We are already familiar with Taylor series for infinitely differentiable real-valued functions. The notion of a Taylor series for an analytic complex function is analogous.

 Definition: Let $A \subseteq \mathbb{C}$ be open and let $f : A \to \mathbb{C}$ be analytic on $A$. Let $z_0 \in A$. Then the Taylor Series Expansion of $f$ Centered at $z_0$ is $\displaystyle{T_f^{z_0} (z) = \sum_{n=0}^{\infty} \frac{f^{(n)}(z_0}{n!} (z - z_0)^n}$.

If $f$ is analytic on $A$ then we know that the derivatives of $f$ of all orders exist, so $T_f^{z_0}$ is a valid formal sum. Whether or not $T_f^{z_0}$ converges will be discussed shortly.

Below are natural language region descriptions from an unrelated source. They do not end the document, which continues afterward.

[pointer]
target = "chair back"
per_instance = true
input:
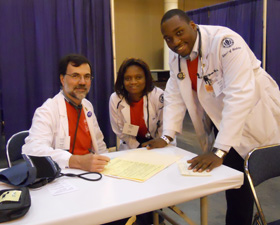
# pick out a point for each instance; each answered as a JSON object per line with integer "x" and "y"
{"x": 14, "y": 146}
{"x": 260, "y": 165}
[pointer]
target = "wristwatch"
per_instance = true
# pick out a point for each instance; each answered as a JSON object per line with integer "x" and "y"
{"x": 220, "y": 153}
{"x": 165, "y": 139}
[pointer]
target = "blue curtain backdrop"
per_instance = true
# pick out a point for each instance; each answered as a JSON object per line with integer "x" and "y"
{"x": 245, "y": 17}
{"x": 34, "y": 35}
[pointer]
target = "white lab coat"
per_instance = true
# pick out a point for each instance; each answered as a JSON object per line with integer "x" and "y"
{"x": 50, "y": 122}
{"x": 245, "y": 108}
{"x": 120, "y": 114}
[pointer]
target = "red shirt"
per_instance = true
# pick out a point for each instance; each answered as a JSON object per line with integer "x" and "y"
{"x": 83, "y": 138}
{"x": 137, "y": 117}
{"x": 192, "y": 68}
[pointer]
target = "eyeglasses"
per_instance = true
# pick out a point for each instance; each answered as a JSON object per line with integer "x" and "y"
{"x": 78, "y": 77}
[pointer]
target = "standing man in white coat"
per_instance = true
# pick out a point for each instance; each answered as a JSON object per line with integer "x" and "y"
{"x": 65, "y": 127}
{"x": 217, "y": 78}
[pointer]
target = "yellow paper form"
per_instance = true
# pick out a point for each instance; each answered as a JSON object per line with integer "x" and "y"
{"x": 139, "y": 165}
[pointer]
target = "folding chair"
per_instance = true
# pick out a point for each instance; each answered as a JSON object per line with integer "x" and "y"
{"x": 13, "y": 147}
{"x": 260, "y": 165}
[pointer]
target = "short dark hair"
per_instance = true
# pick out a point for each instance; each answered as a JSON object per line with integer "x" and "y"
{"x": 75, "y": 59}
{"x": 175, "y": 12}
{"x": 119, "y": 85}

For example, consider the function $f(z) = e^z$ which is analytic on all of $\mathbb{C}$. Let's compute the Taylor series expansion of $f$ centered at $z_0 = 0$. We know that $f^{(n)}(z) = e^z$ for all $n \in \{ 0, 1, 2, ... \}$. Therefore, for each $n \in \{0, 1, 2, ... \}$ we have that:

(1)
\begin{align} \quad \frac{f^{(n)}(0)}{n!} = \frac{e^0}{n!} = \frac{1}{n!} \end{align}

Thus the Taylor series expansion of $f(z) = e^z$ centered at $z_0 = 0$ is:

(2)
\begin{align} \quad T_f^{0} (z) = \sum_{n=0}^{\infty} \frac{z^n}{n!} \end{align}

For another example, consider the function $f(z) = \frac{1}{1 - z}$. This function is analytic on $\mathbb{C} \setminus \{ 0 \}$. Let's compute the Taylor series expansion of $f$ centered at $z_0 = 0$. We have that:

(3)
\begin{align} \quad \frac{f(0)}{0!} = f(0) = 1 \end{align}
(4)
\begin{align} \quad \frac{f^{(1)}(0)}{1!} = f'(0) = \frac{1}{(1 - 0)^2} = 1 \end{align}
(5)
\begin{align} \quad \frac{f^{(2)}(0)}{2!} = \frac{f''(0)}{2!} = \frac{2}{2!(1 - 0)^3} = 1 \end{align}

In fact, it's not hard to show that for all $n \in \{ 0 , 1, 2, ... \}$ that $\displaystyle{\frac{f^{(n)}(0)}{n!} = 1}$. So the Taylor series of $\displaystyle{f(z) = \frac{1}{1 - z}}$ centered at $z_0 = 0$ is:

(6)
\begin{align} \quad T_f^{0} (z) = \sum_{n=0}^{\infty} z^n \end{align}